I'm writing these words with an open heart. Maybe you've noticed–especially in Wicked Academy–that my books are filled with the passion I pour into them.
I put a lot of effort, thought, and love into my stories. But lately, it feels like I'm writing only for myself. As if my words are falling into silence, into emptiness.
Wicked Academy, in particular is really close to my heart. I've already built so much there, woven in so many details–and yet what's missing is the interaction, the echo, the feeling that someone is living in this world with me.
What many of you might not know is this: I originally write my stories in German–and then fully translate them into English. That's double the work, which I do with great dedication and care.

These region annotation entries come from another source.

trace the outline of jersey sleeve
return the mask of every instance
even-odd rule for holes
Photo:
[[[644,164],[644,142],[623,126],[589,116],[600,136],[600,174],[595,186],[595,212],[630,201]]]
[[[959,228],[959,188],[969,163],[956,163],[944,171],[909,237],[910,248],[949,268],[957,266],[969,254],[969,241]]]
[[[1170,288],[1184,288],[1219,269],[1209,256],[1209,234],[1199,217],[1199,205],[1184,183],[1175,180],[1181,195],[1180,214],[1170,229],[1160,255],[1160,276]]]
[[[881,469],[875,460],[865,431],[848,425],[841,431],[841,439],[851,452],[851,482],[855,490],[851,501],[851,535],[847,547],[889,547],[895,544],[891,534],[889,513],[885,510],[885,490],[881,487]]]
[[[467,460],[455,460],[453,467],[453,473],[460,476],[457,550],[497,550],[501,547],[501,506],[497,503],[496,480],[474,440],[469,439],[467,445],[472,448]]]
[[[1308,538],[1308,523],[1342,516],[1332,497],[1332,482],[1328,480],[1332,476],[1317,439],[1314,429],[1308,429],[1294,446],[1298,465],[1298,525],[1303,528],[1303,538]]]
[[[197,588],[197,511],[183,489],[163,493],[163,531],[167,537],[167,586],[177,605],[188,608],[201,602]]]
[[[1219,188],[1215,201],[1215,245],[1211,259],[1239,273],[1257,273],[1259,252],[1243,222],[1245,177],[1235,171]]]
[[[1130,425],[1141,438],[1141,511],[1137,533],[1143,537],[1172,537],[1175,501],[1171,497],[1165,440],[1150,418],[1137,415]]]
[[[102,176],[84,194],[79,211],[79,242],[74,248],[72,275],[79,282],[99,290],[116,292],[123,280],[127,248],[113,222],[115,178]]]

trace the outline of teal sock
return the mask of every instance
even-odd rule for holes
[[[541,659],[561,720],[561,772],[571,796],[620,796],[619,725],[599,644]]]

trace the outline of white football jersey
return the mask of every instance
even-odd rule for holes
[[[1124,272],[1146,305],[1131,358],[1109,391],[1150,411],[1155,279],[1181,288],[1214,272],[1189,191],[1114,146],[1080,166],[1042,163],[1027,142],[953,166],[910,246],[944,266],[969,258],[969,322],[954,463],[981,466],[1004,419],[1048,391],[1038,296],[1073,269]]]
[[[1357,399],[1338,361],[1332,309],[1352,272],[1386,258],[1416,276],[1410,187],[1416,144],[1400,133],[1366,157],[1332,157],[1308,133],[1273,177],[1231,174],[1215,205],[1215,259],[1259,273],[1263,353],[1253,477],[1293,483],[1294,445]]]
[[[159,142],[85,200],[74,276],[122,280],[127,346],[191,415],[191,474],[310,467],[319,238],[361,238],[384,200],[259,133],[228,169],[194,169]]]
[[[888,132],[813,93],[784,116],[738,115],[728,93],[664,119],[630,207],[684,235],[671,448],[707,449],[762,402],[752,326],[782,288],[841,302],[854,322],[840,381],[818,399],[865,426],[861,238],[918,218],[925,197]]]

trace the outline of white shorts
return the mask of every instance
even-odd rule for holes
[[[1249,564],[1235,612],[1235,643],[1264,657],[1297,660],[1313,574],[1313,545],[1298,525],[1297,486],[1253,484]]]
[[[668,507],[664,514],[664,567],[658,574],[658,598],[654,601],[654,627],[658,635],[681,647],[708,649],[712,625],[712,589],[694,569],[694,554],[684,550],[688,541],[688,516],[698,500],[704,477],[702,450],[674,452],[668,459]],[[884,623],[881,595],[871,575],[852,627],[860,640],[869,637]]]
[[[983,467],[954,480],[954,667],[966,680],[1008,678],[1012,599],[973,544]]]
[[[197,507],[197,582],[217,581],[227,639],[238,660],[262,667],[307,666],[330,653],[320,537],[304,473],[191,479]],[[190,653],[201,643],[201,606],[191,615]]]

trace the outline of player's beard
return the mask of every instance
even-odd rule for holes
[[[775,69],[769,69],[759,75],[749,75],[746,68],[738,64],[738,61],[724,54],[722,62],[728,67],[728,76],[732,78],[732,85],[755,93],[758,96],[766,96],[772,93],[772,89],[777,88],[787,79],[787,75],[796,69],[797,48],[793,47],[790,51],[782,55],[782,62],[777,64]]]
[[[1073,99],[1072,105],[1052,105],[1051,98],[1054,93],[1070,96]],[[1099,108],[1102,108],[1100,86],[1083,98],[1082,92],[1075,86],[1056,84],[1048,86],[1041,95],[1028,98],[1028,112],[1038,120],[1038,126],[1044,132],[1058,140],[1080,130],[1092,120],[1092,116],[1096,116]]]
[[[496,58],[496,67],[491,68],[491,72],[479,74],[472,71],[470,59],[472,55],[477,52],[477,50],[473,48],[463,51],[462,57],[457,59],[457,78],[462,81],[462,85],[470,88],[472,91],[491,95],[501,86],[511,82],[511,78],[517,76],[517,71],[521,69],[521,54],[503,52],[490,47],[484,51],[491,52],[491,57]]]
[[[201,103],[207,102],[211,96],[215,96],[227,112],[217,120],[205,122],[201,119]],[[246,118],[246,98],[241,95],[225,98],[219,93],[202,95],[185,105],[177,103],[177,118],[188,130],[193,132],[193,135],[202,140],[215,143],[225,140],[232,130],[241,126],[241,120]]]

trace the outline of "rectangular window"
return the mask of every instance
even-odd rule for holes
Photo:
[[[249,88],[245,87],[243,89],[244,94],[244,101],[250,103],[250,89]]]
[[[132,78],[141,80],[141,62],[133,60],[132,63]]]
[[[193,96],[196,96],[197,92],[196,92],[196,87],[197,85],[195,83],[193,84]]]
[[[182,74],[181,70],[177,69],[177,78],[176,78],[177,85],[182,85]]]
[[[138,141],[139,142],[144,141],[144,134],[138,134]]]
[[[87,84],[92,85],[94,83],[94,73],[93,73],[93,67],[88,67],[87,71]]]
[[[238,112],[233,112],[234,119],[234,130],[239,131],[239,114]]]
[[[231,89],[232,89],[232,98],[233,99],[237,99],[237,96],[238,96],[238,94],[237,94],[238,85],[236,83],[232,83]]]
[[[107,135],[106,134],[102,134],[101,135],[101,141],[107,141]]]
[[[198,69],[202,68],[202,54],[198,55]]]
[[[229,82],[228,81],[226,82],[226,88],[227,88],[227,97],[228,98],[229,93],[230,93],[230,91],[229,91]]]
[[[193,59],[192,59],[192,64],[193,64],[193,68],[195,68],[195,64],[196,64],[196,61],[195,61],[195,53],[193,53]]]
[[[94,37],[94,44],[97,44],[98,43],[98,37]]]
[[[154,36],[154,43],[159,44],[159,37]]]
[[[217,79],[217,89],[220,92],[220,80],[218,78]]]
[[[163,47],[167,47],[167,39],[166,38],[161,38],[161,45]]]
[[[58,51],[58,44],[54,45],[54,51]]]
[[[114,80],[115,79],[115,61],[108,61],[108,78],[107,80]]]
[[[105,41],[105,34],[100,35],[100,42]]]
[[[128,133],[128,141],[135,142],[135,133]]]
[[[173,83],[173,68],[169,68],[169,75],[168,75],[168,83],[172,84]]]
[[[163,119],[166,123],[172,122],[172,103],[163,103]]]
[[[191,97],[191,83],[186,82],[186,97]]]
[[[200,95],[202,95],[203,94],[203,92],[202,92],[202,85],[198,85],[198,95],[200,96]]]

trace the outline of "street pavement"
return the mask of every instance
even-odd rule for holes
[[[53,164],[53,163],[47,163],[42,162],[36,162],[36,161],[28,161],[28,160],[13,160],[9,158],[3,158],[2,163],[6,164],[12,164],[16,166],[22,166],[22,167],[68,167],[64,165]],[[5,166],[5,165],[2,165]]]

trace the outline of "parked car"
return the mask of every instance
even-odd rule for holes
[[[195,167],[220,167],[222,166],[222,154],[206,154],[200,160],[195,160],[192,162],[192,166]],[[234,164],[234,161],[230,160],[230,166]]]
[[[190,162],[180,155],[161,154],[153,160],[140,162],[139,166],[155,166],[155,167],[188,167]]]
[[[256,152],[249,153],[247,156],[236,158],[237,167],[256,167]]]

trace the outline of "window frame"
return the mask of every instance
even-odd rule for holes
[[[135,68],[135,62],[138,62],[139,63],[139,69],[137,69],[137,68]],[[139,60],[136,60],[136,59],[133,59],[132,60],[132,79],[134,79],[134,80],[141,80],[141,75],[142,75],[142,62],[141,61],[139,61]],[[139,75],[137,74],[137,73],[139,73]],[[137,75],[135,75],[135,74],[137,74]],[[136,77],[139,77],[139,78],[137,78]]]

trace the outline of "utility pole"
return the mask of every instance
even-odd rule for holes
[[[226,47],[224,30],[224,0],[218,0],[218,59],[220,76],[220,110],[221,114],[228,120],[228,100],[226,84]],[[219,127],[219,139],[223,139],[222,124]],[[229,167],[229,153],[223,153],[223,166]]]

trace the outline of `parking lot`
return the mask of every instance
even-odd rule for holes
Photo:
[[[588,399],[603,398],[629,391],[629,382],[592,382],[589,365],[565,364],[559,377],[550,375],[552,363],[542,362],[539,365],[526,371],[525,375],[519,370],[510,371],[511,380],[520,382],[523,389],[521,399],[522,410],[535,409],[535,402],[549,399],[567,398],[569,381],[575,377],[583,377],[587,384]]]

For a long time, I published chapters almost daily, pouring my heart into them, even neglecting my studies because writing and this world meant so much to me.
And that's why it saddens me so deeply to see all of it just standing there–unnoticed, without a response, without resonance. There is so much magic in this story, so much beauty and uniqueness to feel. And I wish for nothing more than for someone to see it. To feel it with me.
So I turn to you. If there are things you don't like–tell me. I'm open to feedback, suggestions, ideas, and I would truly love the chance to grow and improve through your input.
I don't want to just write a book–I want to shape a world together with you. A world that stays alive through your thoughts, your emotions, and your imagination.
But as long as I don't feel any kind of response, I honestly don't know if it's worth continuing here. I see that people are reading–yes–but without a sign from you, it all feels empty.
That's why I won't continue updating chapters until I can feel that there are truly people who want to read more. People who want to dive into this world with me.
Thank you for being here. And thank you if you help me not just create this world–but truly bring it to life.